A couple days before the National League Championship Series between the Milwaukee Brewers and Los Angeles Dodgers opened on Friday, former Miami Marlins team president David Samson drew some attention Major League Baseball could not have been happy with.
“MLB is going to do anything they can to have the Dodgers beat the Brewers,” Samson said in a radio interview on “The Dan Le Batard Show with Stugotz.”
Not being a conspiracy theory kind of person, my first thought was, “Yeah, right.” After all, games are won on the field, not in smoke-filled board rooms. The games are televised nationally, with cameras covering every angle. What could MLB do to turn the series for the Dodgers? Well, obviously, the umpires could miss a few calls.
The Brewers, who had baseball’s worst record for 2018 in Replay Challenges, won two of them Friday night.

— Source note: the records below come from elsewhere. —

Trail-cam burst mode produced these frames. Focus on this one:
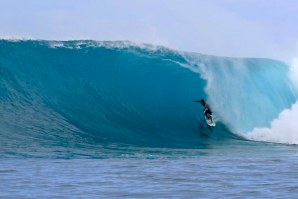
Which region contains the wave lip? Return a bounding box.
[0,40,294,147]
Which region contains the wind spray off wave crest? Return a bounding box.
[247,58,298,144]
[0,40,295,147]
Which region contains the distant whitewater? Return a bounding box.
[0,40,298,148]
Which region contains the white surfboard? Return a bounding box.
[205,115,215,126]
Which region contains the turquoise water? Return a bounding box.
[0,40,298,198]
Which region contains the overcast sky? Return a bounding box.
[0,0,298,61]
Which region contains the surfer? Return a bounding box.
[195,99,213,122]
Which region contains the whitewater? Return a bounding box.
[0,39,298,198]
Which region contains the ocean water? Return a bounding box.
[0,40,298,198]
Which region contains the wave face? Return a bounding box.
[0,40,296,147]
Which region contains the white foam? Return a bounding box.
[246,101,298,144]
[246,58,298,144]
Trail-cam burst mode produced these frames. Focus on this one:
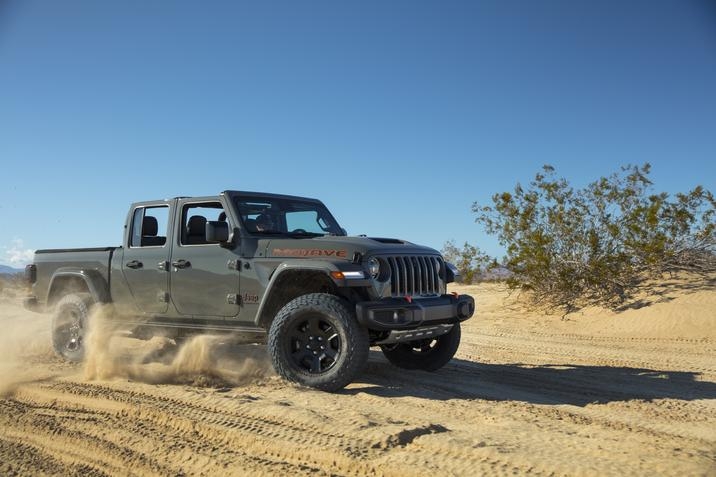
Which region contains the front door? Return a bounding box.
[170,199,240,318]
[122,204,171,315]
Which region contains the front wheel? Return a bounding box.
[268,293,369,391]
[52,293,92,363]
[381,323,460,371]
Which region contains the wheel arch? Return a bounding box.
[46,268,110,308]
[257,263,341,330]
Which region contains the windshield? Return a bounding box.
[234,196,345,237]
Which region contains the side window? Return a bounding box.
[181,202,228,245]
[286,210,322,233]
[129,206,169,247]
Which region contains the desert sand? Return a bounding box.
[0,284,716,476]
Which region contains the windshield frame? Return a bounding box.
[229,192,346,238]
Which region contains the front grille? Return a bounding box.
[383,255,443,296]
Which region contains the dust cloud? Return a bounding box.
[84,307,273,387]
[0,288,62,398]
[0,287,274,398]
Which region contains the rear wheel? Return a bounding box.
[268,293,369,391]
[381,323,460,371]
[52,293,92,363]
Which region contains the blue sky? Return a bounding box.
[0,0,716,266]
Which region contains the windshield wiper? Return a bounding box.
[286,232,324,238]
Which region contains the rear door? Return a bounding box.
[122,202,173,315]
[171,197,241,318]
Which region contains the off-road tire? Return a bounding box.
[381,323,460,371]
[268,293,370,392]
[52,293,93,363]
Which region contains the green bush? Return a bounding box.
[441,240,497,284]
[472,164,716,311]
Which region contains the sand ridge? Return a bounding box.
[0,284,716,476]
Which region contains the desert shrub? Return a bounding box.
[472,164,716,310]
[442,240,497,284]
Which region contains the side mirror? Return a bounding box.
[206,221,229,244]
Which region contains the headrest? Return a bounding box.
[142,215,159,237]
[187,215,206,236]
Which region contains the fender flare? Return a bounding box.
[45,267,110,306]
[256,259,369,323]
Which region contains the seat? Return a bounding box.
[184,215,208,245]
[141,215,167,247]
[244,219,256,232]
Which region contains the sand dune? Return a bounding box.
[0,285,716,476]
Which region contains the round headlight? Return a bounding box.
[366,257,380,278]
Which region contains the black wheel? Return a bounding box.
[268,293,369,391]
[380,323,460,371]
[52,293,92,363]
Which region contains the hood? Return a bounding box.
[262,236,439,260]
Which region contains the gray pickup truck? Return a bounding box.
[25,191,475,391]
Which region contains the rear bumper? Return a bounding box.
[356,295,475,330]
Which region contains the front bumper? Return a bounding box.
[356,295,475,330]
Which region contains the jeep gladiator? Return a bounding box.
[25,191,475,391]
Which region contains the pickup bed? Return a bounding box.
[25,191,475,391]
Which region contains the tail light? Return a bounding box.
[25,263,37,285]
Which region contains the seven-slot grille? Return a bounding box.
[382,255,443,296]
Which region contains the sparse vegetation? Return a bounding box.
[472,164,716,311]
[441,240,499,284]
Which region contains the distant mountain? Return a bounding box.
[0,265,23,275]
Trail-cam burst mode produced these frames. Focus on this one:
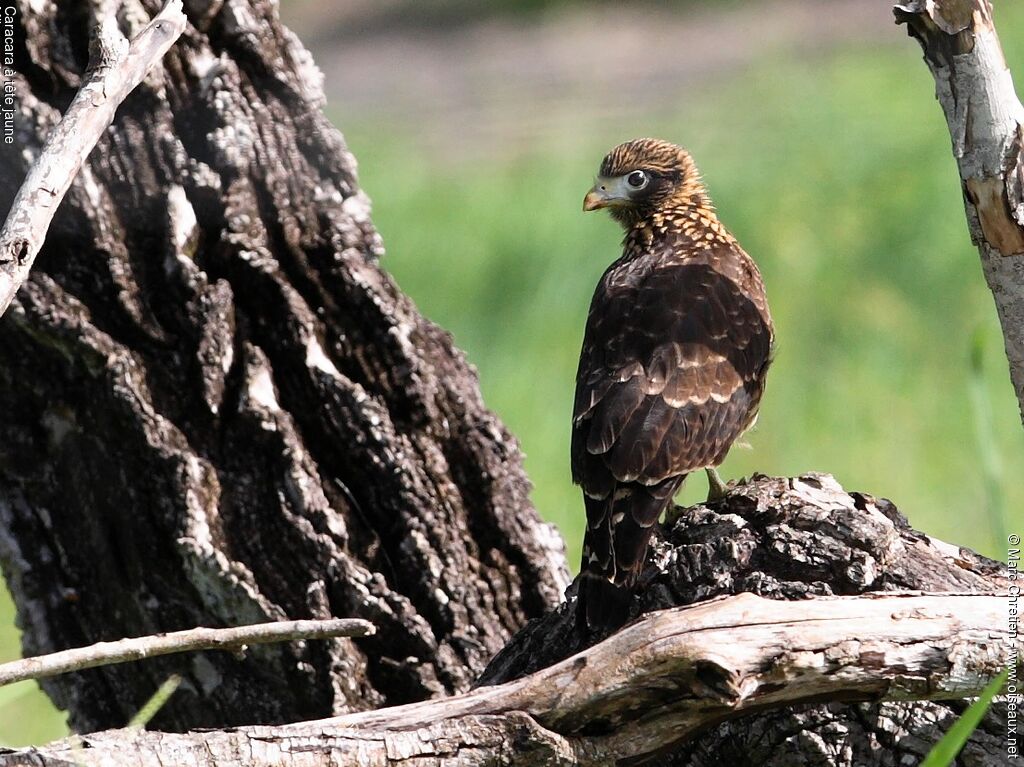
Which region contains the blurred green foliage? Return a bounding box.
[0,4,1024,743]
[354,37,1024,567]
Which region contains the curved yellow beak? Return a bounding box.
[583,176,630,210]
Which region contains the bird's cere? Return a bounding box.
[572,138,773,629]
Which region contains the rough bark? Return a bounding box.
[479,474,1011,767]
[0,0,564,731]
[0,594,1020,767]
[894,0,1024,419]
[0,0,186,314]
[0,0,1010,767]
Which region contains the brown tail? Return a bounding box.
[578,476,685,631]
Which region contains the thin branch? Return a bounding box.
[893,0,1024,418]
[0,593,1021,767]
[0,617,375,686]
[0,0,186,314]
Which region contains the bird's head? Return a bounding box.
[583,138,711,227]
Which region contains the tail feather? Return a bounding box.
[577,572,633,634]
[579,476,685,630]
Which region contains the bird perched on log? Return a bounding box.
[571,138,773,630]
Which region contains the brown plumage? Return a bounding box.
[572,138,773,629]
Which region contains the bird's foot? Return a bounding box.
[705,466,729,504]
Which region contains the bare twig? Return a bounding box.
[0,593,1007,767]
[0,617,375,686]
[0,0,185,314]
[894,0,1024,418]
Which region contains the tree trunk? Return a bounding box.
[0,0,565,731]
[0,0,1009,767]
[0,475,1011,767]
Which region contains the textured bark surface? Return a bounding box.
[0,475,1007,767]
[0,0,564,731]
[479,474,1011,767]
[894,0,1024,419]
[0,594,1007,767]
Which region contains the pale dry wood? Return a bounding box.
[894,0,1024,418]
[0,0,186,314]
[6,593,1020,767]
[0,617,375,686]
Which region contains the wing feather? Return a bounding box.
[572,246,771,491]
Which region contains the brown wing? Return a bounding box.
[572,250,772,593]
[572,257,771,496]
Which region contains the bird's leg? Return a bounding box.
[705,466,729,503]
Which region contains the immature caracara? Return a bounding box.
[572,138,773,629]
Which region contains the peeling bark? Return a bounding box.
[0,475,1007,767]
[478,474,1012,767]
[894,0,1024,419]
[0,0,1024,767]
[0,0,565,731]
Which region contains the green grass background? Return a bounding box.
[0,3,1024,744]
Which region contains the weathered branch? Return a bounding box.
[0,594,1019,767]
[0,617,374,686]
[0,0,185,314]
[894,0,1024,418]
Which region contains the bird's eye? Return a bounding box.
[626,170,647,189]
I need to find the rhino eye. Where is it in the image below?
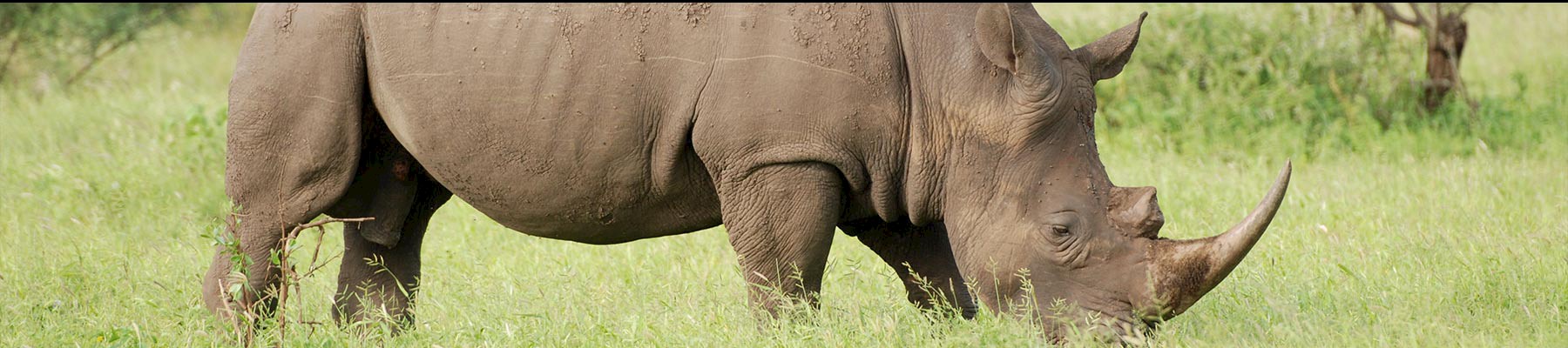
[1051,224,1071,237]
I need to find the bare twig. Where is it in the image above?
[276,218,375,346]
[1372,3,1425,27]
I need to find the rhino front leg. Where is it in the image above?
[202,4,365,323]
[718,163,843,317]
[839,218,977,318]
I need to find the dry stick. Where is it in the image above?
[278,218,376,346]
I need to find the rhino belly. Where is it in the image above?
[365,4,720,243]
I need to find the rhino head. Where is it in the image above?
[911,4,1290,338]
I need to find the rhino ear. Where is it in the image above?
[976,3,1031,74]
[1072,12,1149,82]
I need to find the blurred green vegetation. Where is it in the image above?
[1037,4,1568,158]
[0,4,1568,346]
[0,3,243,90]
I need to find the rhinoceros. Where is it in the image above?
[204,3,1290,336]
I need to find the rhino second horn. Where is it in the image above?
[1149,162,1290,318]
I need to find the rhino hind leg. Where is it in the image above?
[839,218,977,318]
[718,163,843,317]
[333,170,451,331]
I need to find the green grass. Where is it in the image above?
[0,4,1568,346]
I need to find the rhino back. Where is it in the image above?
[364,4,897,243]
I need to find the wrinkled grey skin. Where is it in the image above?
[204,4,1289,336]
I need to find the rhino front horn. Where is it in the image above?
[1149,162,1290,318]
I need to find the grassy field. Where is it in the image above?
[0,4,1568,346]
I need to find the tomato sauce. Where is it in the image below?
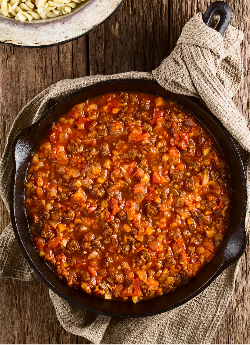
[25,92,230,303]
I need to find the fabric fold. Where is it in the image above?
[0,13,250,344]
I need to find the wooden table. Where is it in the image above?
[0,0,250,344]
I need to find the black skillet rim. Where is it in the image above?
[10,79,247,318]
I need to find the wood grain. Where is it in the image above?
[0,0,250,344]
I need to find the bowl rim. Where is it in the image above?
[0,0,124,48]
[10,79,247,318]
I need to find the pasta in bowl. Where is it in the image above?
[0,0,123,47]
[0,0,86,22]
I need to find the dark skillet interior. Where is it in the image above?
[10,79,246,317]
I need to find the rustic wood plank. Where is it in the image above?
[213,0,250,344]
[0,37,88,344]
[0,0,250,344]
[89,0,169,74]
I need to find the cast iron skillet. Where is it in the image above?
[10,2,246,317]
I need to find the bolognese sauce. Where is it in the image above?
[25,92,230,303]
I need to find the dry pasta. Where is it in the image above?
[0,0,85,22]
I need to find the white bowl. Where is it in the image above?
[0,0,123,47]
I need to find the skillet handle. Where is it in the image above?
[222,225,247,270]
[203,1,232,36]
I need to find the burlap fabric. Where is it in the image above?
[0,14,250,343]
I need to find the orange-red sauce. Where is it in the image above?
[25,92,230,302]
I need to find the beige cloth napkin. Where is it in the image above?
[0,14,250,344]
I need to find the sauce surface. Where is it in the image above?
[25,92,230,303]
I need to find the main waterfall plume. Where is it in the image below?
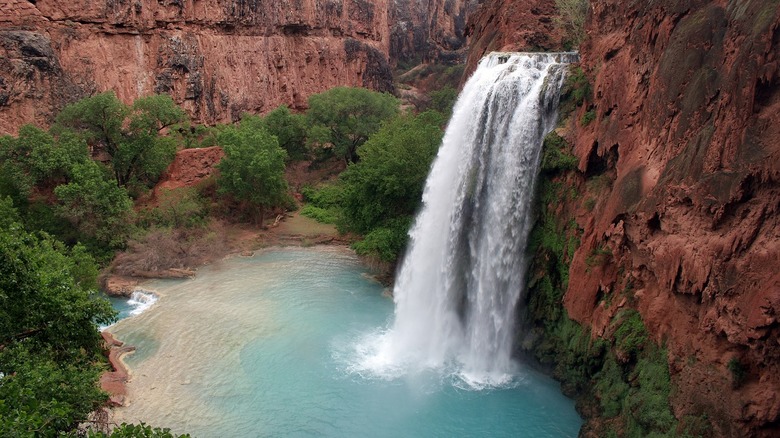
[362,53,577,387]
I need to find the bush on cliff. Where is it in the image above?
[217,116,289,226]
[0,198,115,436]
[306,87,399,163]
[54,91,186,187]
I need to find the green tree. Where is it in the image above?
[57,91,186,187]
[306,87,398,162]
[217,116,288,226]
[555,0,590,48]
[54,161,133,248]
[0,208,115,436]
[428,85,458,119]
[264,105,307,161]
[341,111,444,261]
[0,125,89,204]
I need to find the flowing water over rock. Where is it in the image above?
[111,54,581,437]
[110,248,581,438]
[363,53,577,388]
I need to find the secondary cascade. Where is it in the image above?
[363,53,578,387]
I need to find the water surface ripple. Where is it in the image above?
[110,248,581,437]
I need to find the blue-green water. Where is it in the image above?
[110,248,581,437]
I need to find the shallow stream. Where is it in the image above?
[109,247,582,437]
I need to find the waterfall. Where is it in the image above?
[356,53,577,387]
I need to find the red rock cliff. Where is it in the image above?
[0,0,465,133]
[464,0,561,79]
[467,0,780,436]
[564,0,780,436]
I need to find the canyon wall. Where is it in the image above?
[390,0,477,64]
[467,0,780,437]
[464,0,563,76]
[0,0,466,134]
[564,0,780,436]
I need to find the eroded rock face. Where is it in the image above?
[564,0,780,437]
[464,0,562,79]
[390,0,478,63]
[0,0,402,133]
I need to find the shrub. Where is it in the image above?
[541,131,578,174]
[580,110,596,127]
[726,357,747,388]
[555,0,590,48]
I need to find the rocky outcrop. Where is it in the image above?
[100,331,135,407]
[154,146,225,194]
[464,0,562,78]
[556,0,780,437]
[390,0,477,63]
[0,0,400,133]
[0,0,473,134]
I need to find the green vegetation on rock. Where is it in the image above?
[217,116,289,226]
[520,131,684,437]
[0,198,115,436]
[306,87,399,163]
[54,91,186,187]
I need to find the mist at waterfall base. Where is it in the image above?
[111,54,581,437]
[110,247,582,438]
[361,53,577,389]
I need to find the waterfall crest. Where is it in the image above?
[356,53,577,387]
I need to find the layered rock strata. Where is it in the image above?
[564,0,780,436]
[0,0,393,133]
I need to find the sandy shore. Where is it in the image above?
[101,216,349,424]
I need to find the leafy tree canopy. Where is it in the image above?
[342,112,444,233]
[263,105,307,160]
[54,161,133,248]
[306,87,399,162]
[56,91,186,186]
[0,204,115,437]
[217,116,287,225]
[0,125,89,203]
[341,111,445,262]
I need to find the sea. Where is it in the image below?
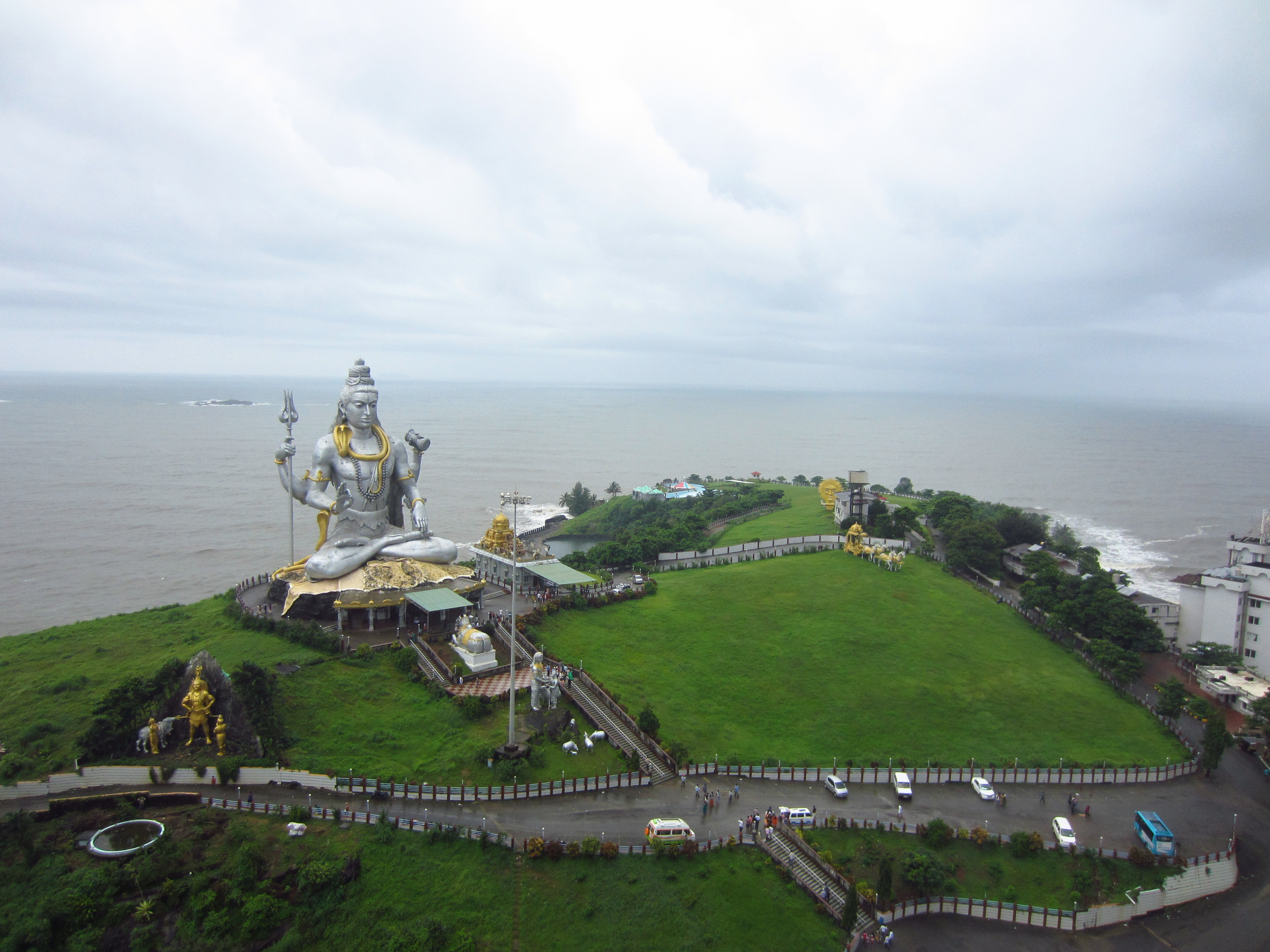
[0,368,1270,635]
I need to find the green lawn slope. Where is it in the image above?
[7,806,845,952]
[714,486,838,546]
[0,598,320,781]
[532,551,1184,765]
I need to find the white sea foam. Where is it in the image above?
[1050,513,1173,600]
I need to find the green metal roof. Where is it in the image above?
[405,589,472,612]
[525,562,596,585]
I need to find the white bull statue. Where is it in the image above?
[137,717,177,754]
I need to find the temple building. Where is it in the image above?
[472,513,597,595]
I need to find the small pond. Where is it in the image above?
[88,820,164,857]
[546,536,608,559]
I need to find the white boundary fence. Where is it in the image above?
[878,849,1240,932]
[199,797,726,856]
[657,536,912,571]
[679,760,1199,784]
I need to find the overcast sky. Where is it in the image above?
[0,0,1270,400]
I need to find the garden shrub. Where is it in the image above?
[1010,830,1045,859]
[923,817,952,849]
[1129,845,1156,869]
[899,849,947,896]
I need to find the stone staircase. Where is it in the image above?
[495,622,674,783]
[569,679,674,783]
[754,825,878,935]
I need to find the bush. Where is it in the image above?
[970,826,997,847]
[1010,830,1045,859]
[899,849,947,896]
[923,817,952,849]
[1129,847,1156,869]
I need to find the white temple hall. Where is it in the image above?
[472,513,596,597]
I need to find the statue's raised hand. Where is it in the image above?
[405,430,432,456]
[273,437,296,463]
[330,482,353,515]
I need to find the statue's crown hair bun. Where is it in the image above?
[344,357,375,387]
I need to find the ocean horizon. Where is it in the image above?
[0,376,1270,635]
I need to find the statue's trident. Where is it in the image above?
[278,390,300,565]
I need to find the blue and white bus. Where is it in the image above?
[1133,810,1176,856]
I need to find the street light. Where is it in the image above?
[499,490,530,749]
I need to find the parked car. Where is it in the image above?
[644,816,697,843]
[1050,816,1076,848]
[970,777,997,800]
[824,773,848,798]
[781,806,815,826]
[890,770,913,800]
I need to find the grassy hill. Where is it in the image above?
[10,806,843,952]
[0,598,625,786]
[533,551,1184,765]
[714,486,838,546]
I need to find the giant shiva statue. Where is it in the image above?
[273,360,458,579]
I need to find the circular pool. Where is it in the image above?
[88,820,164,858]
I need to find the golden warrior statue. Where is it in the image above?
[180,665,216,748]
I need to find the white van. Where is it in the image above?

Domingo Santana was called out on an attempt to steal second base in the fourth inning. Replays showed his foot on the base before the tag. Santana eventually scored a huge run in a one-run victory.
In the ninth inning, with the Brewers clinging to a 6-4 lead, Cody Bellinger led off with what called an infield single. Replays showed Mike Moustakas’ throw hitting Jesus Aguilar’s glove a split second before Bellinger’s foot hit the bag, and the call was overturned. Bellinger would have scored on Chris Taylor’s triple, adding another run to the LA total.
Without replay to overturn those two missed calls, we might be talking about a 6-5 Dodgers victory, rather than a 6-5 Brewers victory. And if those calls were left to stand and the result switched, a “the fix is in” narrative would be sweeping through the world of social media like a California wildfire — a fire MLB might never be able to put out.
Entering Friday night, the Brewers were 6-33 in replay challenges in 2018. They’re now 8-33. And you can bet MLB is thankful Saturday isn’t dawning with a huge fuss it would need to address.